On Tue, Jul 9, 2013 at 1:39 PM, Joel S. Berson <Berson at> wrote:
> ---------------------- Information from the mail header -----------------------
> Sender:       American Dialect Society <ADS-L at LISTSERV.UGA.EDU>
> Poster:       "Joel S. Berson" <Berson at ATT.NET>
> Subject:      Re: One trick pony
> -------------------------------------------------------------------------------
> At 7/9/2013 01:08 PM, ADSGarson O'Toole wrote:
>>1905   Oregon Pioneer Assoc. 32nd Ann. Reunion 264   Among the
>>earliest of mundane things remembered are the resplendent red shirts
>>of the volunteer firemen, conspicuous in every Fourth of July parade;
>>the marvels that were seen at the first one-tent, one-clown,
>>one-trick-pony, pioneer Oregon circus.
>>While searching for examples of "one trick pony" (hyphenation varies)
>>an important question emerged.
>>Does "one" modify "trick" or does "one" modify "trick pony"? In the
>>modern phrase "one" modifies "trick". However, in the 1905 citation
>>above I suspect that "one" modifies "trick pony". Note that within the
>>sentence: "one" modifies "tent" and "one" modifies "clown".

Joel wrote:
> I think in the 1905 quotation it's a pony of one trick.  "One-tent"
> and "one-clown" suggest to me a one-ring, penny-ante circus for a
> one-horse town, a circus whose pony can only produce one trick.  If
> the writer meant the circus had only one "trick pony" -- would a
> circus have any other kind of performing pony? -- I think he would
> have left out the word "trick".

Thanks for your response, Joel.
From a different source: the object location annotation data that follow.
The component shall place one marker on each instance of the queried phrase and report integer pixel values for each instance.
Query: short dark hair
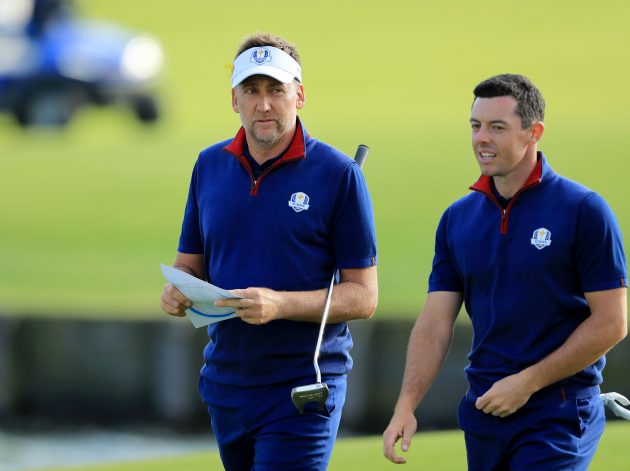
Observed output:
(530, 102)
(261, 39)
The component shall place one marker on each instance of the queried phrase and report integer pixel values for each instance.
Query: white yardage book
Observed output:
(202, 294)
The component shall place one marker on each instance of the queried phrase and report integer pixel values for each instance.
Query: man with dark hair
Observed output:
(272, 214)
(539, 262)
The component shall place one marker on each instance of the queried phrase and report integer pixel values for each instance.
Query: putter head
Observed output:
(302, 395)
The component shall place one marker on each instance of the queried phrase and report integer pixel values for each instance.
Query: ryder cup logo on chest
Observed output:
(299, 201)
(260, 56)
(541, 238)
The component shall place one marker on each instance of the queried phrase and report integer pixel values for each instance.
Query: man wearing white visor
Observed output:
(271, 214)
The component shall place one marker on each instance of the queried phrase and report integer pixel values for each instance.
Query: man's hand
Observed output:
(403, 425)
(256, 305)
(506, 396)
(173, 302)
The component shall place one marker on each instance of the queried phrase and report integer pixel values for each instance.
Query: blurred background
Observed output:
(104, 106)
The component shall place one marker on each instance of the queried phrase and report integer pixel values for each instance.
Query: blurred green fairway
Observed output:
(87, 214)
(438, 451)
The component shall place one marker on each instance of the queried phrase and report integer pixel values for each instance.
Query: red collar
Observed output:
(295, 150)
(484, 184)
Here is a cite in 1899 that describing
a circus with "ten trick-ponies".

Year: 1899
Title: Allan Dare and Robert Le Diable: A Romance
Author: Admiral Porter (David Dixon Porter)
Page: 136
Publisher: D. Appleton and Company, New York

[Begin excerpt]
Forty men and women followed on variegated horses, and in the rear
came ten trick-ponies, a cage of performing monkeys, and several huge
dogs as large as bears.
[End excerpt]

In this example, I believe the author is indicating that the number of
ponies is ten and not the number of tricks. This description probably
referred to a fancy circus. It is possible that elaborate circuses had
multiple trick ponies.

If a circus has a single solitary trick pony then it was a small and
unremarkable circus. That is the interpretation I am suggesting for
consideration. Perhaps there is an ambiguity.